One source has it that the device "bonded to the metal on an atomic level" and Tesla was unable to get at the controls, but it seems more likely that the wild movements of the girder, combined with the panic that he might bring the neigborhood down, moved Tesla to this unsubtle action. He later mused to reporters that the very earth could be split in two given the right conditions. The detonation of a ton of dynamite at intervals of one hour and forty-nine minutes would step up the natural standing wave that would be produced until the earth's crust could no longer contain the interior. He called his new science "tele-geodynamics." Newspaper artists of the time went nuts with all manner of fanciful illustrations of this theory. Tesla's fertile imagination posited a series of oscillators attached to the earth at strategic points that would be used to transmit vibrations to be picked up at any point on the globe and turned back in to usable power.

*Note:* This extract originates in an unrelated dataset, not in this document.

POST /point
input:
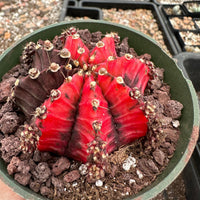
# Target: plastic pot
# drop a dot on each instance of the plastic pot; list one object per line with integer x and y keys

Since no practical application of this idea could be found at the time that would make money for big investors or other philanthropic souls, (one can't effectively meter and charge for power derived in this way) the oscillators fell into disuse.

In the 1930s, Tesla revived the idea of tele-geodynamics to create small, realtively harmless temblors to relieve stress, rather than having to wait in fear for nature to take it's course. Perhaps this idea did not remain the idle speculation of a scientist whose star had never been on the ascendant since the turn of the century, and we occasionally experience the devious machinations of invisible "earthquake merchants" at the behest of the unseen hands who wish to experiment on and control the populace.